Radicaux : divorce au MRSL sur fond d’élections européennes

Le mariage n’aura pas supporté la première épreuve. Un an après avoir acté la réunification des deux partis radicaux au sein du Mouvement radical social libéral (MRSL), les cadres du PRG rendent leur alliance. Entre ex et anciens ex, difficile de s’y retrouver.

Laborde Bolzan Delahaye

Le 9 décembre 2017, les membres du Parti radical de gauche (PRG) et les radicaux Valoisiens célébraient la réunification de leurs deux partis, après 46 ans de séparation, sous la bannière du Mouvement radical social libéral. Un an plus tard, à l’approche des élections européennes, le comité exécutif du PRG, dont sa présidente Sylvia Pinel, claque la porte et reprend son étiquette.

« C’est un véritable binz. Je ne sais plus où j’habite »

Seulement quatre fédérations départementales la suivent, dont celle du Tarn-et-Garonne, fief de Jean-Michel Baylet. Alors qu’elle était censée rassembler les mouvements radicaux sous un étendard unique et lui permettre de s’imposer comme force centriste, l’opération aura, à l’inverse, abouti à la création de trois partis pratiquement homonymes. Radicaux de gauche (RG), Parti radical de gauche et Mouvement radical social et libéral. « C’est un véritable binz. Je ne sais plus où j’habite », se désole Françoise Laborde, sénatrice MRSL issue du PRG.

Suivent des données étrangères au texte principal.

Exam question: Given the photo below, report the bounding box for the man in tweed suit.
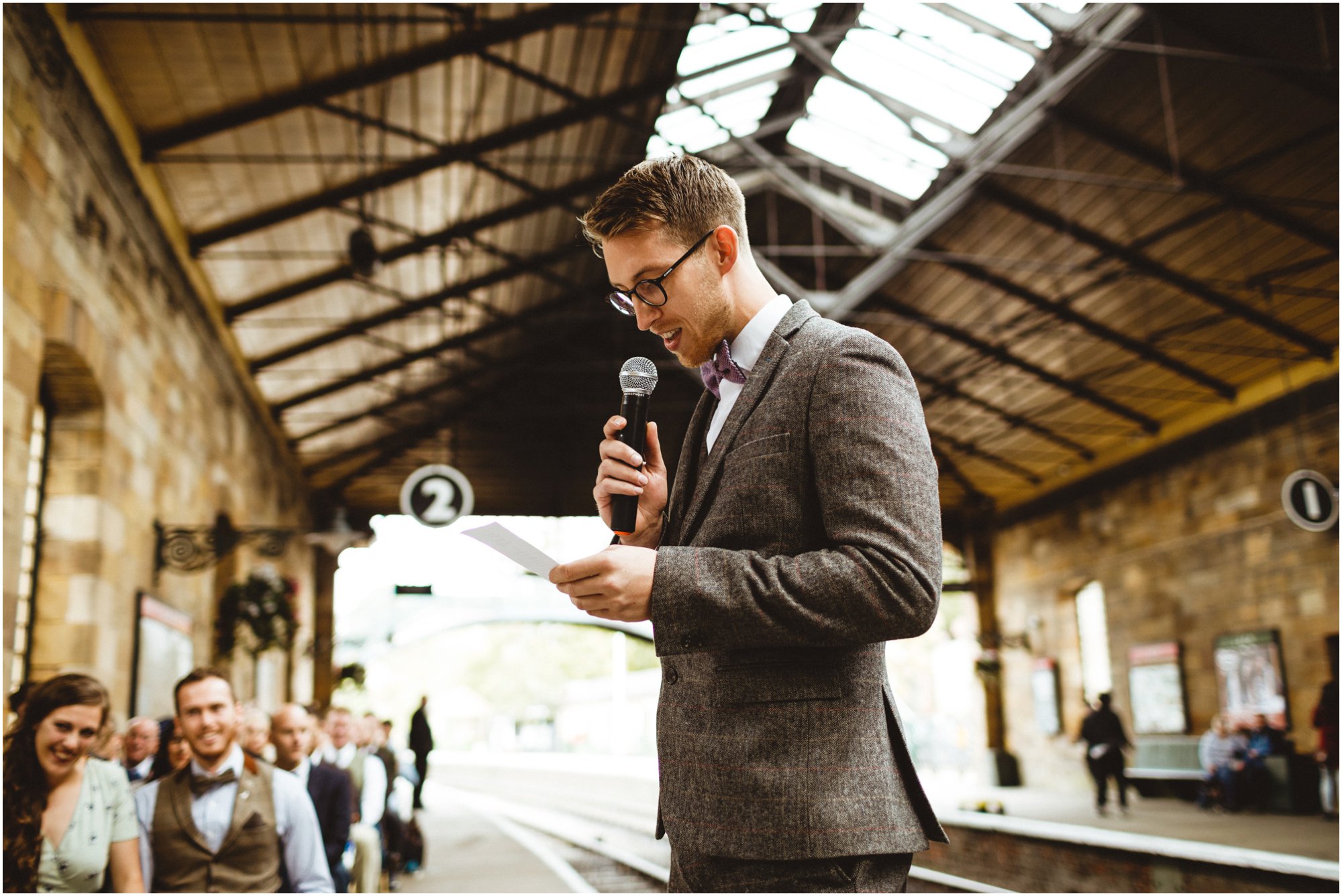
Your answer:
[550,156,945,892]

Désaccord sur le principe d’une liste autonome aux Européennes

Si la répartition des directions fédérales locales et l’élection du futur président ont pu faire grincer quelques dents, c’est un accord préfigurant un rapprochement avec la République en Marche pour les Européennes qui a mis le feu aux poudres. « Nous avions validé le principe d’une liste autonome et cet engagement a été renié », dénonce Christophe Delahaye, ancien président du PRG de Haute-Garonne, qui a décidé de quitter le MRSL. Pour lui, l’union avec la REM mettrait en danger la capacité du mouvement à faire entendre sa voix sur des sujets importants.

Entre alliance avec le gouvernement et autonomie

Un prétexte pour Jean-Jacques Bolzan, président du MRSL de Haute-Garonne, d’origine valoisienne. « Ce sont les mêmes qui avaient fait alliance avec lui pour les législatives et qui, aujourd’hui, évoquent cette raison pour rompre leur engagement. S’il y avait des divergences, il fallait attendre le congrès du 9 mars et faire trancher la question par les militants. » Bien qu’attachée à l’autonomie du mouvement, Françoise Laborde déplore aussi cette scission. « Le plus important, c’est la défense du projet européen. Il faut évidemment rester vigilant à ce que cette alliance ne devienne pas une mise sous tutelle. » Pour Christophe Delahaye, un rapprochement entre RG et PRG est à nouveau envisageable mais doit se faire « en prenant le temps de discuter et de reconstruire un projet ».

3 Commentaires

  1. Il n’y a jamais eu d’accord entre le PRG et LREM pour les législatives de 2017 ! mais avec le PS.
    Les radicaux de gauche élus à l’AN l’ont été a titre individuel et avec l’étiquette En Marche, ils n’ont pas d’ailleurs réintégré le parti.
    Le MRSL est un echec, 40 fédérations sur une centaine n’ ont pas fusionnées faute d’adhérents favorables notamment du PRG (Tarn, Ariège, Aveyron,…) ou à cause de réels désaccords entre valoisiens et radicaux de gauche (Alpes Maritimes,…). Là où il y eu fusion des difficultés ont fait très rapidement leur apparition (Haute Garonne, Morbihan, Haute Loire, Pyrénées Atantiques,…).La volonté des valoisiens de préempter le PRG, ses finances et de verrouiller le système était malheureusement une réalité.